Technical outlook: January soybeans continued in their mild uptrend since the start of the year and posted a bullish reversal on the day. The March contract came within a 1/4 cent of Friday's high and appears poised for a test of tough resistance at $13.00. Tough support for the contract is in the $12.65 area.
Hedgers: 100% sold in the cash market on 2013-crop production. 10% of expected 2014-crop production is sold via cash forward contract sale for harvest delivery.
Cash-only marketers: 75% sold on 2013-crop production. 20% of expected 2014-crop production is sold via cash forward contract sale for harvest delivery.
Price action: SRW wheat futures posted gains of 4 1/2 to 6 1/2 cents for the day, which was good for a high-range close. HRW wheat, on the other hand, settled fractionally to 6 1/4 cents lower. HRS ended narrowly mixed after favoring the upside for much of the day.
Fundamental outlook: Wheat futures initially benefited from efforts to correct the technically oversold condition of the market as well as some early signs wheat may have found "value" levels. A number of contracts remain oversold according to both the 9- and 14-day Relative Strength Index, signaling more corrective trade is possible.
In terms of demand improvement, value-buyer Egypt purchased U.S. SRW wheat for the first time in an extended period. Also, export inspections for the week ended Jan. 9 topped expectations and improved substantially from week-ago and year-ago.
However, the posture of the market remains decidedly lower, and USDA's reminder of ample U.S. and global wheat supplies remains fresh in traders' minds.
Technical outlook: SRW March wheat futures spent the day near the midpoint of Friday's steep selloff. The contract must first move above the Jan. 2 low of $5.95 1/2 and $6.00 to signal a near-term low is in the works.
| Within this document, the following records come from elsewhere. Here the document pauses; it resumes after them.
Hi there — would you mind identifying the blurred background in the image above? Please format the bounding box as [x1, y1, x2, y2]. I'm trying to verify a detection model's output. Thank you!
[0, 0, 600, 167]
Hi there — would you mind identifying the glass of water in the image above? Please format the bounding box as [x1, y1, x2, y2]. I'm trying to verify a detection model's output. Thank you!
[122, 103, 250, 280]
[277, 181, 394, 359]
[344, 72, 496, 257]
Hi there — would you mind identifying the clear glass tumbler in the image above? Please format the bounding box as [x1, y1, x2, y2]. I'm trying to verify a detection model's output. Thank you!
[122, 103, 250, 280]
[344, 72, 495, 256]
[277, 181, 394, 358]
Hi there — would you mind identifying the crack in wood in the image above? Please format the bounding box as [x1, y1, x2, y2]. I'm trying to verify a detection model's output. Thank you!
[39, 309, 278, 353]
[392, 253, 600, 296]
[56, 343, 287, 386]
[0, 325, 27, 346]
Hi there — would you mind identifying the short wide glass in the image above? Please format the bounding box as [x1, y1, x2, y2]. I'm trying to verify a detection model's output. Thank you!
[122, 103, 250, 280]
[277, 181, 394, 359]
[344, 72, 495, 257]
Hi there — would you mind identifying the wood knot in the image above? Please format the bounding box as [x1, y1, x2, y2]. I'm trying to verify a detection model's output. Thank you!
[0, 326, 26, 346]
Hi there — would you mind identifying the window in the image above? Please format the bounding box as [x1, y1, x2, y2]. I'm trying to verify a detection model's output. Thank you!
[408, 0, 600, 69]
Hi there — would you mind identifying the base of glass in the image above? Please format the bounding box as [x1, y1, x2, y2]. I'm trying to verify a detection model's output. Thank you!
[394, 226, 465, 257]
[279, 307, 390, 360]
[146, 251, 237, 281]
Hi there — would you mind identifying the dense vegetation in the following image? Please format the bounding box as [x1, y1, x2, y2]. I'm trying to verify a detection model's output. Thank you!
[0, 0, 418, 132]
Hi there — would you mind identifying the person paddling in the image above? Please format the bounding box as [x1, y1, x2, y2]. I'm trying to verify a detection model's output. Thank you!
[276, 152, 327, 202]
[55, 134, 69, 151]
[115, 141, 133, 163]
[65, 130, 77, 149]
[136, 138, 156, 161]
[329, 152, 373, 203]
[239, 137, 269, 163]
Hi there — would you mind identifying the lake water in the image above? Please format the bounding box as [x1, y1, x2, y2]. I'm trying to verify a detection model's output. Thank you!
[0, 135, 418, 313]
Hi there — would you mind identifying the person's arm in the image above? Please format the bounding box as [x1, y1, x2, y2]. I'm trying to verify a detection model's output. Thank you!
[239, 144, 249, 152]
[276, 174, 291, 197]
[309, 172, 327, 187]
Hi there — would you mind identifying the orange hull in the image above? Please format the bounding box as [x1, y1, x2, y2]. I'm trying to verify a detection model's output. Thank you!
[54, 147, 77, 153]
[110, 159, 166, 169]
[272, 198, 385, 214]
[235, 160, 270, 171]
Contract-low support is at $5.60 1/2.
Hedgers: 100% sold on 2013-crop in the cash market. 35% of expected 2014-crop production is sold via cash forward contract for harvest delivery.
Cash-only marketers: 75% sold on old-crop. 35% of expected 2014-crop production is sold via cash forward contract for harvest delivery.
Price action: Cotton futures were stronger throughout the day and ended 79 to 141 points higher, with nearby futures leading gains.
Fundamental outlook: Weakness in the U.S. dollar index was a supportive factor for cotton futures. The market also enjoyed spillover from sharp gains in soybean futures. Traders still have USDA's Friday reports on their minds, but say the data was neutral for the U.S., leading to expectations it is factored into prices. Traders' attention has turned to stronger-than-expected U.S. exports. As a result, traders are anxious to see Thursday's export sales data, which will reveal the post-holiday sales pace.
Technical outlook: May cotton futures posted an upside day of trade on the daily chart. The contract closed off the session high, but still ended in the upper quarter of the trading range. Near-term boundaries are resistance at the early January high of 84.89 cents and support at Friday's low of 82.60 cents.
Hedgers: 50% of 2013-crop is sold in the cash market.
Cash-only marketers: 50% sold on 2013-crop production.